Todos los síntomas aludidos anteriormente no son gratuitos ya que su coste proviene de no hacernos caso, de no pararnos, de no escucharnos y mirar dentro para ver que está pasando.

Y sí pasa, pasa que cuando lo que pienso, lo que siento y lo que hago están en coherencia mi atención es plena en el momento presente. Estoy totalmente [email protected] en lo que quiero. Todas estas partes de mí están alineadas en la misma dirección.Hay una sensación de bienestar general.
Pero si alguna de ellas está desconectada, yo también lo estoy.

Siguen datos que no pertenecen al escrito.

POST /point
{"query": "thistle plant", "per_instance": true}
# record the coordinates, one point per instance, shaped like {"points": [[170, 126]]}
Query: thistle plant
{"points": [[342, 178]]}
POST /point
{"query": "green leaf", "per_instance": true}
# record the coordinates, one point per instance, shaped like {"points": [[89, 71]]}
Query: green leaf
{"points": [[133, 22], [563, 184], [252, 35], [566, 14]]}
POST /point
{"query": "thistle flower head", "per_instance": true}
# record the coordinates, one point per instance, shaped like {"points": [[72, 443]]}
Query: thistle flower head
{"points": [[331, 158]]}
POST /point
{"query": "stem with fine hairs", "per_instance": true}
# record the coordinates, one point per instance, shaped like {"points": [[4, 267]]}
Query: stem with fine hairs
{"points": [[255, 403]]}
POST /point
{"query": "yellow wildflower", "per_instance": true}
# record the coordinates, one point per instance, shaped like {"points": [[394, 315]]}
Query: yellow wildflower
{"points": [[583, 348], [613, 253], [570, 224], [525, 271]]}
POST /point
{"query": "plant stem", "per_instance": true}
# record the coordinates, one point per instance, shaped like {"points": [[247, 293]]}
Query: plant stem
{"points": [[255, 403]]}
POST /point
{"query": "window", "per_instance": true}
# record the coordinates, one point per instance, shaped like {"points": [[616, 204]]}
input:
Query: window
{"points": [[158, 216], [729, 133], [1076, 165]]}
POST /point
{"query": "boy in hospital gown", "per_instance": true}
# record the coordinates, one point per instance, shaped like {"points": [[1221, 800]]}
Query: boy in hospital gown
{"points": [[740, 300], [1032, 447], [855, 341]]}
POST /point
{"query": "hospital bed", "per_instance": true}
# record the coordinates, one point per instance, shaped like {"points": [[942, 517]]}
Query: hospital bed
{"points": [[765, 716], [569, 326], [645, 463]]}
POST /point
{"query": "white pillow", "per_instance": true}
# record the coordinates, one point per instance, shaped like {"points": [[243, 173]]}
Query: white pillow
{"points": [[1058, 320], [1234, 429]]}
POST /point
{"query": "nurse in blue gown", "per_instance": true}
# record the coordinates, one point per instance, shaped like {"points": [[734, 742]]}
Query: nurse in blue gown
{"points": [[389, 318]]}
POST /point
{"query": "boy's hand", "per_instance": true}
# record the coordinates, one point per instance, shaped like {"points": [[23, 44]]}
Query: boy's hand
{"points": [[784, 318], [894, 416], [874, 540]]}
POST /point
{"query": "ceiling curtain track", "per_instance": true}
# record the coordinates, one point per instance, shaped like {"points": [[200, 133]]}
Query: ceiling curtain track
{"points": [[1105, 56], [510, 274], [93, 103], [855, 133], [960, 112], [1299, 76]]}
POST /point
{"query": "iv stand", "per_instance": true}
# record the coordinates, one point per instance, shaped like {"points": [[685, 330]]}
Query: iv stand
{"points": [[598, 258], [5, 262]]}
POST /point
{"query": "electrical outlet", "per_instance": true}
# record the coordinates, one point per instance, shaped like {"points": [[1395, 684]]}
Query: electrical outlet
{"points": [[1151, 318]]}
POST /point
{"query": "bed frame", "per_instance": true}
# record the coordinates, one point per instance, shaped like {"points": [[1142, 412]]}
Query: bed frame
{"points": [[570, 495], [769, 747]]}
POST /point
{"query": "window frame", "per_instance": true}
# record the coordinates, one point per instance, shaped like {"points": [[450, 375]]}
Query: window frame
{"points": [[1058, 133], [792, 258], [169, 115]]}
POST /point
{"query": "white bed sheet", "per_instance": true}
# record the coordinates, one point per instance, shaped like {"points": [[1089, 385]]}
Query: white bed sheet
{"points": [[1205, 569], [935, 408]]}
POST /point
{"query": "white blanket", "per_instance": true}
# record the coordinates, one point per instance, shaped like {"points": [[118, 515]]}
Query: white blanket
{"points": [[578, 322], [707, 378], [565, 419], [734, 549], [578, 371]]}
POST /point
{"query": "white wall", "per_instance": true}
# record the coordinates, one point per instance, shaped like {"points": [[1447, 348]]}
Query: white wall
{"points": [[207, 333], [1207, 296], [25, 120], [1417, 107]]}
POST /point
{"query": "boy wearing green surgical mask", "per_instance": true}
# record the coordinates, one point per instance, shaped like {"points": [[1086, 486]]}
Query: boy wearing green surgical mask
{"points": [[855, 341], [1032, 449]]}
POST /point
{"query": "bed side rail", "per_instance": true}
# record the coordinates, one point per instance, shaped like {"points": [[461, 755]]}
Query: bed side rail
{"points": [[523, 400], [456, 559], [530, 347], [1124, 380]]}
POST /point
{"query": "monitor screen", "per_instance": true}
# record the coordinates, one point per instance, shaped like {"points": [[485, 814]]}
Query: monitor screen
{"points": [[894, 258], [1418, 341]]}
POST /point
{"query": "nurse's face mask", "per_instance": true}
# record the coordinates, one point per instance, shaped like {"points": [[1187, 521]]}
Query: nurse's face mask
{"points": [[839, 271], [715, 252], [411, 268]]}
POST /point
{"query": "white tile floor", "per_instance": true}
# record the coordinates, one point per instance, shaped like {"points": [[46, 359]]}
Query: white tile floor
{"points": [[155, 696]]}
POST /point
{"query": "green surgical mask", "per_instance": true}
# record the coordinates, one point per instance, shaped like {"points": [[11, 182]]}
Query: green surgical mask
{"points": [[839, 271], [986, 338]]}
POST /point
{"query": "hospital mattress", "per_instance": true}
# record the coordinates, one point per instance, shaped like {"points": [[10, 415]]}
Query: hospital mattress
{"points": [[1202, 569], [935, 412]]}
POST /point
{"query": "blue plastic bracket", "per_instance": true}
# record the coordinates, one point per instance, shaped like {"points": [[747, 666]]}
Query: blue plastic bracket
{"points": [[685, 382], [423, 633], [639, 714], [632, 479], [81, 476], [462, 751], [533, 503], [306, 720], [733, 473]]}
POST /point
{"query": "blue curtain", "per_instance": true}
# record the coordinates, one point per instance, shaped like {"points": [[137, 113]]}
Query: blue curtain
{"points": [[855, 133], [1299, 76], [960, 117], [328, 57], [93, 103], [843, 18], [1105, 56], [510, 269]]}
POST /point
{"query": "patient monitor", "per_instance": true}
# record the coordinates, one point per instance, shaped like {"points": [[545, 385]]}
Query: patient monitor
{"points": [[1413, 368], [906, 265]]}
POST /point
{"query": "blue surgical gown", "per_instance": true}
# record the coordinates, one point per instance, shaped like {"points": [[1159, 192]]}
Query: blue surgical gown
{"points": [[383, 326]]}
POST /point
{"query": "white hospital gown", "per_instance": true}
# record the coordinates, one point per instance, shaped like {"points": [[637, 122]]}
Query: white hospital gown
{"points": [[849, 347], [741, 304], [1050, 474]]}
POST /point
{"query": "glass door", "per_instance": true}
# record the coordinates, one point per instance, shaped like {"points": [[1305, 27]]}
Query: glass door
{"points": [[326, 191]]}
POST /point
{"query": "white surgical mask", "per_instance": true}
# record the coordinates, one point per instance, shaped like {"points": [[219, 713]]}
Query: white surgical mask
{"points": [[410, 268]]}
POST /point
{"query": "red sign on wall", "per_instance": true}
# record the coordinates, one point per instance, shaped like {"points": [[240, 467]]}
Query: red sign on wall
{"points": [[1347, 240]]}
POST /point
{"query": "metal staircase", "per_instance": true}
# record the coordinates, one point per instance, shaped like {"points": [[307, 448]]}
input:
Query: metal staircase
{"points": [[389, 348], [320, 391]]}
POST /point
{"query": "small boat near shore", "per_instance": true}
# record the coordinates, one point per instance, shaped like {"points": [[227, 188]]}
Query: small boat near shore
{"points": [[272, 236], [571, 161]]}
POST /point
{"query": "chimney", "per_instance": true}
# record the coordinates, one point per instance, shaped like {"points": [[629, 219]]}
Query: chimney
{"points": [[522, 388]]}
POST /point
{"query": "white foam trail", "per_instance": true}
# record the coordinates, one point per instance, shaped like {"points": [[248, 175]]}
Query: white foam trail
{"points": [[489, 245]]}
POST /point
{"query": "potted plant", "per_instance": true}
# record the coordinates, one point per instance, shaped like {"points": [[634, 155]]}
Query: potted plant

Entiendo por desconectada cuando mi cuerpo se empeña en pedalear en una dirección, mis pensamientos lo acompañan pero mi corazón y mis sentimientos están en otro lado. La atención entonces se dispersa, ya no tengo toda mi conciencia puesta en ese objetivo, meta o proyecto. Hay una parte de mí desconectada, no alineada.

Como comentábamos mi atención es plena cuando mi conciencia es plena para ese momento, cuando lo que pienso, lo que hago y lo que siento van en la misma dirección, cuando no me engaño, no me chantajeo y le pongo resistencias a mi corazón, porque él sabe.

Este camino es más fácil y nos abre un abanico de posibilidades de tal manera que cuando algo nos cuesta tanto esfuerzo deberíamos plantearnos si estamos en el camino adecuado. Entonces podríamos pararnos y preguntarnos qué no estamos escuchando, en dónde no nos hacemos caso.
Hay esfuerzo porque no fluimos, no bailamos con la vida, o ¿acaso no nos lo merecemos?.

Vivimos en la cultura del esfuerzo, del trabajo, de la tensión. La cultura de mirar fuera para creer que es lo que necesito.
Pero si llevo la atención dentro de mí entenderé que sólo permitiéndome “SER” encontraré la fuerza y la alegría que necesito, entonces bailaré…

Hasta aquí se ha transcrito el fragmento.